Symansis' Human Interferons

Human-specific glycosylation of human interferons

Interferons (IFNs), initially discovered fifty years ago as virus inhibiting agents1, are now known to be a family of pleiotropic cytokines with additional antiproliferative, antitumour, and immunomodulatory properties. Current clinical uses of IFNs include treatment of viral infections, cancers and autoimmune diseases2. The clinically relevant IFNs include IFN-alpha 2a and 2b, IFN-beta and IFN-gamma. IFN-alpha 2 isoforms are used to treat malignant melanoma, hairy cell leukemia, chronic hepatitis B, chronic hepatitis C, follicular (non-Hodgkin's) lymphoma, and AIDS-related Kaposi's sarcoma. IFN-beta has been approved for treatment of multiple sclerosis whereas IFN-gamma is used to treat chronic granulomatous disease and osteopetrosis.

At present, all commercial sources of therapeutic IFNs are produced from E.coli, except IFN-beta 1a, which is produced from CHO cells3. IFNs occur naturally as glycoproteins, although the effect of glycosylation on the in vivo activity of IFNs has not been extensively characterised. Nevertheless, it is known that glycosylation has major effects on pharmacokinetics, solubility, stability, and receptor binding of therapeutic proteins.4

In particular, glycosylation of IFN-beta has been associated with 10-fold higher antiviral, antiproliferative and immunomodulatory activity. Reduced antiviral activity has been attributed to the tendency of IFN-beta 1b to form large, insoluble aggregates due to the lack of glycosylation5 as the glycans have a stabilising effect on the structure. Glycosylation is also critical for human IFN-gamma protease resistance6. Thus glycosylation is of critical importance for IFN function and therefore using human cell expressed proteins could potentially be beneficial for experimental outcomes.
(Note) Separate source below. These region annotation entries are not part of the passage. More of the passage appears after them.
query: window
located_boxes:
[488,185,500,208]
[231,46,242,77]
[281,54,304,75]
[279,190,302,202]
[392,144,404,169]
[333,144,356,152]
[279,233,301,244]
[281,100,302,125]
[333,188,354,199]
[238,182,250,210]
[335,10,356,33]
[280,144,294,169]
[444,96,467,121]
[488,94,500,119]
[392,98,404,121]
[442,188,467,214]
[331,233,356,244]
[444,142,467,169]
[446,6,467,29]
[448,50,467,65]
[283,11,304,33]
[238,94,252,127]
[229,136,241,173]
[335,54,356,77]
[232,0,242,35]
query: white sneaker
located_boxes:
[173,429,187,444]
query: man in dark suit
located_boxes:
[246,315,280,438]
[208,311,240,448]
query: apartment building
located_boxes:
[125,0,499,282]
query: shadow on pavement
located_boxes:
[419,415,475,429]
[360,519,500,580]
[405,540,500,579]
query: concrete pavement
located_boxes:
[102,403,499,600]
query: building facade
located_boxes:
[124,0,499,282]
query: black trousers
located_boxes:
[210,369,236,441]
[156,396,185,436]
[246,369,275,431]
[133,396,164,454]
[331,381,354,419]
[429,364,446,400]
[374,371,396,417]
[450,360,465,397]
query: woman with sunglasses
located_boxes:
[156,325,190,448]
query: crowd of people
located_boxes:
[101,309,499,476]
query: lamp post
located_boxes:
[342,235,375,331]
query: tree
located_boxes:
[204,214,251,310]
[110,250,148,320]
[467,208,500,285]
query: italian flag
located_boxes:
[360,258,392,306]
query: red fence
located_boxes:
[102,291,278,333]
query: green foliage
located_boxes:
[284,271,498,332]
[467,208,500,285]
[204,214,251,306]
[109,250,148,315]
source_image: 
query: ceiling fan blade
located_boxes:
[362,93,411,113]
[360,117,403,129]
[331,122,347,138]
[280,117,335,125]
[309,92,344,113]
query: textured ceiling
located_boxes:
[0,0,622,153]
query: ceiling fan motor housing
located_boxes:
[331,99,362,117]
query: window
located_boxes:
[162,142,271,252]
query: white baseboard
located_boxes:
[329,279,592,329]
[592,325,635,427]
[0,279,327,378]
Symansis' recombinant hcx™ proteins are unique in being produced from human cells and containing human-specific post-translational modifications including glycosylation, making them more similar to naturally occurring proteins compared to E.coli or CHO expressed recombinant human proteins. Symansis produces human cell expressed (hcx™) IFN-alpha 2b and IFN-gamma as well as the IFN-gamma receptor 1 extracellular domain fused to the Fc region of human IgG1. IFN-gammahcx, for example, has greater antiproliferative activity than E. coli expressed IFN-gamma (Figure 1), demonstrating the advantage of using human cell expressed IFNs.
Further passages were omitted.